I was just reading up about QWidgets and I would like to create plugins that are widgets which will be loaded during runtime. When I was looking at the sample code and the requirements, the plugin seems to inherit from the interface and QObject. How would I create QWidget-plugins where they all have different buttons and different slots? Also, would it be possible to create a plugin that inherits from the interface and a baseclass that inherits from QWidget(that inherits from QObject).
http://developer.qt.nokia.com/doc/qt-4.8/plugins-howto.html
However, I read about metaobject where you can load widgets during runtime, just by knowing their names (doesn't require RTTI support). But exactly how would I delived the classes to the porject for it to recognize them? Whn dealing with plugins I need to have them in a special project that I compile with a different sets of flags in the .pro file. But how would I do it here?

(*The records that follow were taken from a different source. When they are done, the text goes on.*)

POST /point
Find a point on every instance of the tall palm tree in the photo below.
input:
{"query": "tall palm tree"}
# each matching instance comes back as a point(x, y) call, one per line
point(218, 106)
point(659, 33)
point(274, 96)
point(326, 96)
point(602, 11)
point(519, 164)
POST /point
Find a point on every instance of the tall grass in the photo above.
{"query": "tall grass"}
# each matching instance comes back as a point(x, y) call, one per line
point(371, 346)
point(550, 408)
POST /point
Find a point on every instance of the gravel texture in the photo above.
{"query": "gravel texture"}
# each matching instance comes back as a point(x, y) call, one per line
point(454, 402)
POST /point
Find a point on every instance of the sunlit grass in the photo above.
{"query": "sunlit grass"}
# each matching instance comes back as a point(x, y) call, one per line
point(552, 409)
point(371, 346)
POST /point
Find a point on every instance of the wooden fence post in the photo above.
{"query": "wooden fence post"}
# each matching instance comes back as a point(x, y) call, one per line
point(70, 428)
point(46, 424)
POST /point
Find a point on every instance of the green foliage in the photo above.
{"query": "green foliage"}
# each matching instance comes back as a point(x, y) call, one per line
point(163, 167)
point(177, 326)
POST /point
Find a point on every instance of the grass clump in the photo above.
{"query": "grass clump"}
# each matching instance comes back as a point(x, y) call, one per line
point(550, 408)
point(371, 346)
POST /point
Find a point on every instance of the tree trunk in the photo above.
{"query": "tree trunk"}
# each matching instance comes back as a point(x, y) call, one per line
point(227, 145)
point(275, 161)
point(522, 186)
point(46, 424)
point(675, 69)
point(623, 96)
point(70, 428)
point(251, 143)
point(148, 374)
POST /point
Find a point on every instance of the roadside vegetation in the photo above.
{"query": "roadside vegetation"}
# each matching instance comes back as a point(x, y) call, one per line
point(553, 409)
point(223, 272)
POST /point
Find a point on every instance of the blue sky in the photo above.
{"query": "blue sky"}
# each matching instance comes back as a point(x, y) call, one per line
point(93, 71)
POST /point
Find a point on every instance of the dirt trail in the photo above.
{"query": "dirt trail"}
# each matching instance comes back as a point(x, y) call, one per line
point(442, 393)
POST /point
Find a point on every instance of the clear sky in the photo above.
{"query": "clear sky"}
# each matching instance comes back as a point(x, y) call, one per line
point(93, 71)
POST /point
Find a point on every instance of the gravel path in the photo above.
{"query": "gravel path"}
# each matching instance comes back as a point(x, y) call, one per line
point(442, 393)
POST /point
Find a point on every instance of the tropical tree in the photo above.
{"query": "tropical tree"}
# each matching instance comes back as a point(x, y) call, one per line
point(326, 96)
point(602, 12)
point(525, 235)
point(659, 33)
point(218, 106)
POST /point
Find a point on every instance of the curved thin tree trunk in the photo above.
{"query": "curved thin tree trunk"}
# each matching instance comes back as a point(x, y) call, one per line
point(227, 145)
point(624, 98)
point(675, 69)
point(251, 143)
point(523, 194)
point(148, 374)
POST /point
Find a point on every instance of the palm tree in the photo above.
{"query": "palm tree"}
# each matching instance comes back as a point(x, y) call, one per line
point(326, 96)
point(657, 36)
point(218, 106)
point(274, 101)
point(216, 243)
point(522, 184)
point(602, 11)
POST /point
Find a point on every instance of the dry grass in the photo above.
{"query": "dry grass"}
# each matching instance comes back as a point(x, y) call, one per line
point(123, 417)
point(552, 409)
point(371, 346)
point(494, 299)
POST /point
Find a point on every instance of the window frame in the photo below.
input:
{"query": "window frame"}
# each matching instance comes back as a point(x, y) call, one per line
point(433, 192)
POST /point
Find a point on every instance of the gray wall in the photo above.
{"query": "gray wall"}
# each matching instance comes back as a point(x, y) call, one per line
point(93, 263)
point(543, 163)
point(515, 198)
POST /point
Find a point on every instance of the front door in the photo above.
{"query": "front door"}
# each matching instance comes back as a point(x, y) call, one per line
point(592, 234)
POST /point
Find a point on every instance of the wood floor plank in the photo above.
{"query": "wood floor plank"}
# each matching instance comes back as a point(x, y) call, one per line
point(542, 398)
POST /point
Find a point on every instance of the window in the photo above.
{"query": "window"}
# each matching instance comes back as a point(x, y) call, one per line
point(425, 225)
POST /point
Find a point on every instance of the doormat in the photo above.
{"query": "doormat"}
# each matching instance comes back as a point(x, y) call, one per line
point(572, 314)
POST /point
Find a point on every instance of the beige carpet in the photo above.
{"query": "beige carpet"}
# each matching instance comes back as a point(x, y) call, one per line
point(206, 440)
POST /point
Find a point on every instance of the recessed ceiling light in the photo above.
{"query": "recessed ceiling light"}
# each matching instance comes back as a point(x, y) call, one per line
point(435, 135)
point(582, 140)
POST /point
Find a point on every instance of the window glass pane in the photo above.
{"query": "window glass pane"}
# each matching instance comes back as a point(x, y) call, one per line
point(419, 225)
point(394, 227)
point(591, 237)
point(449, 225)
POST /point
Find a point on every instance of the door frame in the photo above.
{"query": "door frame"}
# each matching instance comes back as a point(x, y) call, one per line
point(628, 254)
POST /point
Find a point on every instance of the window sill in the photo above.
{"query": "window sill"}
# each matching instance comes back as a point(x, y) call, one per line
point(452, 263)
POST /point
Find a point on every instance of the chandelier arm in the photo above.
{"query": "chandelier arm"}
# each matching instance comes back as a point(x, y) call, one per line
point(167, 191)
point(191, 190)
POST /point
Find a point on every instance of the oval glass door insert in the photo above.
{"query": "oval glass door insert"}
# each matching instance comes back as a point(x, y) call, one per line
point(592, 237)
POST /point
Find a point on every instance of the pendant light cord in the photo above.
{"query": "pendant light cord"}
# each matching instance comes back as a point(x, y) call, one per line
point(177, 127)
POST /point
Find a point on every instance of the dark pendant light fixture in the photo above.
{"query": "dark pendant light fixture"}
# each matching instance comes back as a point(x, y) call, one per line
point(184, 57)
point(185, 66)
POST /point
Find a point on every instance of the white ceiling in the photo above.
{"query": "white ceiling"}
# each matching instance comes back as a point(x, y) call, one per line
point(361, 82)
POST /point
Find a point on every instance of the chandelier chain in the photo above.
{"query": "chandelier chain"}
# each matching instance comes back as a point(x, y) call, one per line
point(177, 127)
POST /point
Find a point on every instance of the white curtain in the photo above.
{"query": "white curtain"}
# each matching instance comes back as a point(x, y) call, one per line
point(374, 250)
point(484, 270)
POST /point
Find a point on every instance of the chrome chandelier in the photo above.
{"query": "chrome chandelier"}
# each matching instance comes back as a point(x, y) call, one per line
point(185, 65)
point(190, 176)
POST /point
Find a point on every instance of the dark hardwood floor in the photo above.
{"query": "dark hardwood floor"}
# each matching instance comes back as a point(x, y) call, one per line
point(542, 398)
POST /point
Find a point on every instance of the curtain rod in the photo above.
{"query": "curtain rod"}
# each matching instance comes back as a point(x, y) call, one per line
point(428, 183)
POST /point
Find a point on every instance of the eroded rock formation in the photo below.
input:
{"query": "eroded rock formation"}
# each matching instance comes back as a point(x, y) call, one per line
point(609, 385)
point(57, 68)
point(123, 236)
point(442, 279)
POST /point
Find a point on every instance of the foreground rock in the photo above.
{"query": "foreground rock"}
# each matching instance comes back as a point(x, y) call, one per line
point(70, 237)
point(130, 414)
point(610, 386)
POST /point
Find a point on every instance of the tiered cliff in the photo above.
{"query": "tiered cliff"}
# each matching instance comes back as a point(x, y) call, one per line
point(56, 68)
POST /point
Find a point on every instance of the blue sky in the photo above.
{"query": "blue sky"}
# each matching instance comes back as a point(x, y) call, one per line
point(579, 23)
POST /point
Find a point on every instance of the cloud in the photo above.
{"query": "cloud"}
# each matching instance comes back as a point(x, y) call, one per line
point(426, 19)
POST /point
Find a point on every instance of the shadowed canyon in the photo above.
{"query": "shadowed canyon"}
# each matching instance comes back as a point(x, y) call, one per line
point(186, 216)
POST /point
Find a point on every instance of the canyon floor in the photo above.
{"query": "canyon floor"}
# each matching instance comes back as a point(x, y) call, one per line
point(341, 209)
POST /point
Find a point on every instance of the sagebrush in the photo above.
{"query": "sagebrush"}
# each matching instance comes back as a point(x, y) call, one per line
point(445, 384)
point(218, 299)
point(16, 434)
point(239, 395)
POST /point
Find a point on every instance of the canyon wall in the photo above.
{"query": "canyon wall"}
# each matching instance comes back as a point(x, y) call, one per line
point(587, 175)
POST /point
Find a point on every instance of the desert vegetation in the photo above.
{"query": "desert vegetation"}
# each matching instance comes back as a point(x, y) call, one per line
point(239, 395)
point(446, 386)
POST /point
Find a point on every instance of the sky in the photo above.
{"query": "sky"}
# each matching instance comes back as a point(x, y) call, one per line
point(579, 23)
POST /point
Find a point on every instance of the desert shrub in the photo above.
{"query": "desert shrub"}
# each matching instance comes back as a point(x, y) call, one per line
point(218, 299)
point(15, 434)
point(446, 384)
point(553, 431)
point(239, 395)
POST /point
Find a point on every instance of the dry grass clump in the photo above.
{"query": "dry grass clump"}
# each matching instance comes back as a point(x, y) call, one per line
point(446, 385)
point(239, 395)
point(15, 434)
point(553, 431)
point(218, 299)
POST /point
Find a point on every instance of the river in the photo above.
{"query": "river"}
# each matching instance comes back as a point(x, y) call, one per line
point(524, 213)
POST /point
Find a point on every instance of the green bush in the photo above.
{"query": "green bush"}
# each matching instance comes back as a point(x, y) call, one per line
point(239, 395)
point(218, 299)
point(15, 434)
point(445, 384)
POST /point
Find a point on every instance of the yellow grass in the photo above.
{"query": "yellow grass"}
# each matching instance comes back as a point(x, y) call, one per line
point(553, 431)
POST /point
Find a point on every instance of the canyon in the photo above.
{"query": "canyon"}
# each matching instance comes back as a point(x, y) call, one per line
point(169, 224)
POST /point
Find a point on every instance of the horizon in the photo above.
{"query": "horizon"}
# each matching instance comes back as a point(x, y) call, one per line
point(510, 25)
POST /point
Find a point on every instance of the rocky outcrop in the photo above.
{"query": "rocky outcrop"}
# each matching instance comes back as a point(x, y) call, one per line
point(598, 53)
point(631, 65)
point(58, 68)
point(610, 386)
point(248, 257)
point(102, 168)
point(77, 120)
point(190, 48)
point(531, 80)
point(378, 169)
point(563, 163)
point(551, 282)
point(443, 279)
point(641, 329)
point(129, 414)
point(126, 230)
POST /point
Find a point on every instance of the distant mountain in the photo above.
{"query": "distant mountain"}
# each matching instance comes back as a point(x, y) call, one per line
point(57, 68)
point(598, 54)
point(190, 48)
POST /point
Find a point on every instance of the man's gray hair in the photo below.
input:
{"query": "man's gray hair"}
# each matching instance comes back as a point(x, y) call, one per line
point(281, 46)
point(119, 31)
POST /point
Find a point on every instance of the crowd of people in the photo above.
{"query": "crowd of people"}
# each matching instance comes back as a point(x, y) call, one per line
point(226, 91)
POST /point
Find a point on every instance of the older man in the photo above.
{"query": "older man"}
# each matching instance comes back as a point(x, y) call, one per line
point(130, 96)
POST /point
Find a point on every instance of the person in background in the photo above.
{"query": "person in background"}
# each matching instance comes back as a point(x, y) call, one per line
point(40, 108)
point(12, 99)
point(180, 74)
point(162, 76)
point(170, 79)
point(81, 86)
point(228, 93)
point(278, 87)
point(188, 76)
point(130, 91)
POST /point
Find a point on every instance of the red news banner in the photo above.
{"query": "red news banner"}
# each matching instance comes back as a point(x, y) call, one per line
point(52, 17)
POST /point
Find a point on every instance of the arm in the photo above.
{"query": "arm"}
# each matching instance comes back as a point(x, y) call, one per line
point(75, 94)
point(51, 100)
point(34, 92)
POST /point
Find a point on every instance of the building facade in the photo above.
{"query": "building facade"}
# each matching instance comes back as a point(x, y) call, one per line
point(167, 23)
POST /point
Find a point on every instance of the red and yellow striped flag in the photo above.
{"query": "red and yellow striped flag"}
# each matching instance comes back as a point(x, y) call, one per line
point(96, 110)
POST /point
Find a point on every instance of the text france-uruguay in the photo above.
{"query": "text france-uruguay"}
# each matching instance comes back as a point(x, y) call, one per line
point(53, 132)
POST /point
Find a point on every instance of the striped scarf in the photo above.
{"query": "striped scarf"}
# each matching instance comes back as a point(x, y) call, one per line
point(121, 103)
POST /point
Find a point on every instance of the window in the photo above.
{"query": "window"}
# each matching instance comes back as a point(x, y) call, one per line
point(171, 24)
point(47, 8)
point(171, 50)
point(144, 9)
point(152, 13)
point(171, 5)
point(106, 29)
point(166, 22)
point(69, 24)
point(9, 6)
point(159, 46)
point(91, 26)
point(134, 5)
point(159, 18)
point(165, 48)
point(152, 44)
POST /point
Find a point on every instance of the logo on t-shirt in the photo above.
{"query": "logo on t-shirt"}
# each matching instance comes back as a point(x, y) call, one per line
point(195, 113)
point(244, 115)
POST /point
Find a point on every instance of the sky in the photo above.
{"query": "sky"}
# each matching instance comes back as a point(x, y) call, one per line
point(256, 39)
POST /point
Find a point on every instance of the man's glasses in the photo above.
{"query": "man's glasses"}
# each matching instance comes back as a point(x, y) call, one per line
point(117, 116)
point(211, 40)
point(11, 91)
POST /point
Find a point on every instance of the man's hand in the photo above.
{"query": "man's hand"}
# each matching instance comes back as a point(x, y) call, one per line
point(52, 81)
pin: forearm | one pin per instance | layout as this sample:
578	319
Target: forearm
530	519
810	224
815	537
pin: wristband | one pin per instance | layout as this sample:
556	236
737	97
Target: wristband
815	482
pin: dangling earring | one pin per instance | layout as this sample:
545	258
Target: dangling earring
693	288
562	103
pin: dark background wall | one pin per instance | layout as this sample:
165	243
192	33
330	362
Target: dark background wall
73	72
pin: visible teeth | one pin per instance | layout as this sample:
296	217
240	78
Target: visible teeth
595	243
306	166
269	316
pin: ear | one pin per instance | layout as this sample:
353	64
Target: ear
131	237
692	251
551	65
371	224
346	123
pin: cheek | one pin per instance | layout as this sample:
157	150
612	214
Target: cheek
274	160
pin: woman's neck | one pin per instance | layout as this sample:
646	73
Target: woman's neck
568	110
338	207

I would really like to use the qtplugin but how?
An Idea:
Would it be acceptable and optimal to let the plugin create a QWidget that it returns? Don't really see the point of writing plugins to the designer if I create my interface without it. Or have I misunderstood it?
http://techbase.kde.org/Development/Tutorials/Writing_Qt_Designer_Plugins
class workspaceInterface {
virtual QWidget* createWorkspace(QWidget* parent);
... other useful functions...
}
class mySpecialWidget : public QWidget {
mySpecialWidget {
add a layout, add some buttons, maybe change the color
}
}
//plugin
#include "myspecialwidget.h"
class myPlugin : public QObject, public workspaceInterface {
QWidget* createWorkspace(QWidget* parent) {
return new MySpecialWidget();
}
....
}
All of this code I would put in one project, compile it as a plugin and then look for it in my main application and load it in. The I would create a instance of it and let it create a widget that I will display.
Is there any better way of doing this, or is this it?